Learn more about Redis Cluster - build a Redis cluster based on Docker and DockerCompose, handle faults, and expand capacity

Table of contents

1. Build a Redis cluster based on Docker and DockerCompose

1.1. Preface

1.2. Write shell script

1.3. Execute the shell script and create the cluster configuration file

1.4. Write the docker-compose.yml file

1.5. Start the container

1.6. Build a cluster

1.7. Using clusters

1.8. What should I do if a node in the cluster fails?

2. Cluster failure and expansion processing

2.1. Cluster fault handling

a) Fault determination

b) Failover

2.2. Cluster downtime

2.3. Cluster expansion

a) Analysis

b) Add the new master node 110 to the cluster

c) Reassign slots

Question: Can the client access the redis cluster during the process of moving slots/keys?


1. Build a Redis cluster based on Docker and DockerCompose


1.1. Preface

At the current stage, since I only have one cloud server, it is more troublesome to build a distributed system. In actual work, clusters are usually built using multiple hosts.

So here I will build a redis cluster based on docker and docker-compose (container orchestration).

Ps: Before setting up, be sure to stop the previously started redis container.

1.2. Write shell script

On Linux, files with the .sh suffix are called "shell scripts". Through this file, we can batch execute instructions that are usually executed on Linux. At the same time, we can also add conditions, loops, functions and other mechanisms. .

Here we create 11 redis nodes. The contents of these redis configuration files are similar, so we use a script to generate them in batches (you can also change them one by one manually without using a script).

for port in $(seq 1 9); \
do \
mkdir -p redis${port}/
touch redis${port}/redis.conf
cat << EOF > redis${port}/redis.conf
port 6379
bind 0.0.0.0
protected-mode no
appendonly yes
cluster-enabled yes
cluster-config-file nodes.conf
cluster-node-timeout 5000
cluster-announce-ip 172.30.0.10${port}
cluster-announce-port 6379
cluster-announce-bus-port 16379
EOF
done

# 注意 cluster-announce-ip 的值有变化,和上面分开写也是因为这个原因

for port in $(seq 10 11); \
do \
mkdir -p redis${port}/
touch redis${port}/redis.conf
cat << EOF > redis${port}/redis.conf
port 6379
bind 0.0.0.0
protected-mode no
appendonly yes
cluster-enabled yes
cluster-config-file nodes.conf
cluster-node-timeout 5000
cluster-announce-ip 172.30.0.1${port}
cluster-announce-port 6379
cluster-announce-bus-port 16379
EOF
done

for port in $(seq 1 9): represents a loop, seq is a Linux command, generates [1, 9] numbers, and assigns them to the variable port in turn.

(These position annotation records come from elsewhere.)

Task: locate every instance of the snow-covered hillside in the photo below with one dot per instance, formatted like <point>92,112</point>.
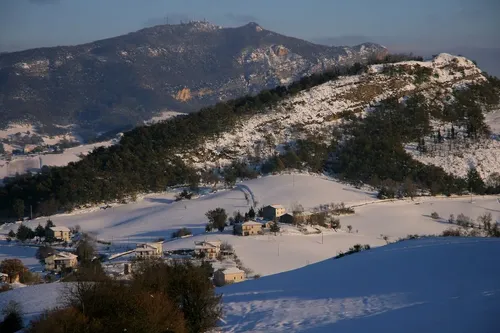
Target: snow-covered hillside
<point>430,285</point>
<point>446,285</point>
<point>157,216</point>
<point>313,112</point>
<point>34,162</point>
<point>457,160</point>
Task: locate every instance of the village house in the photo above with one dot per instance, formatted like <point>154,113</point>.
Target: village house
<point>61,233</point>
<point>149,250</point>
<point>286,218</point>
<point>210,249</point>
<point>59,261</point>
<point>266,224</point>
<point>273,212</point>
<point>228,275</point>
<point>248,228</point>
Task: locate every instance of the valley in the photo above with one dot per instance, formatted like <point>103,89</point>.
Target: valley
<point>206,178</point>
<point>298,289</point>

do, done: In the shell, { } is used to represent variables, not code blocks. For for, do and done are used to represent the beginning and end of a code block (this is how programming languages ​​in ancient times were).

\: Indicates the continuation character, which means merging the content of the next line and the current line into one line. By default, the shell requires all codes to be written on one line, but you can use the continuation character to break the line and continue to add.

The content of the first loop body (the second loop body has the same idea): create 9 folders named redis1, redis2, redis3... through mkdir, and then touch redis${port} Under each folder, create a redis.conf file. The contents of the file (starting at EOF and ending at EOF) are written to each redis.conf file through cat.

String splicing: In the shell, string splicing is written directly together, without using +.

cluster-enabled yes: enable the cluster

cluster-config-file: After the node is subsequently started, the automatically generated node configuration file will configure some redis cluster information.

cluster-node-timeout 5000: The timeout period of the heartbeat packet is set to 5000 ms.

cluster-announce-ip: Indicates the IP address of the host where the current redis node is located (currently it is a host simulated using a docker container, so it should be the IP of the docker container).

cluster-announce-port: Indicates the port bound to the current redis node itself (the port in the container). Different containers can have the same port inside, and subsequent port mapping is performed, and then different ports outside the container are mapped to ports inside the container. Can.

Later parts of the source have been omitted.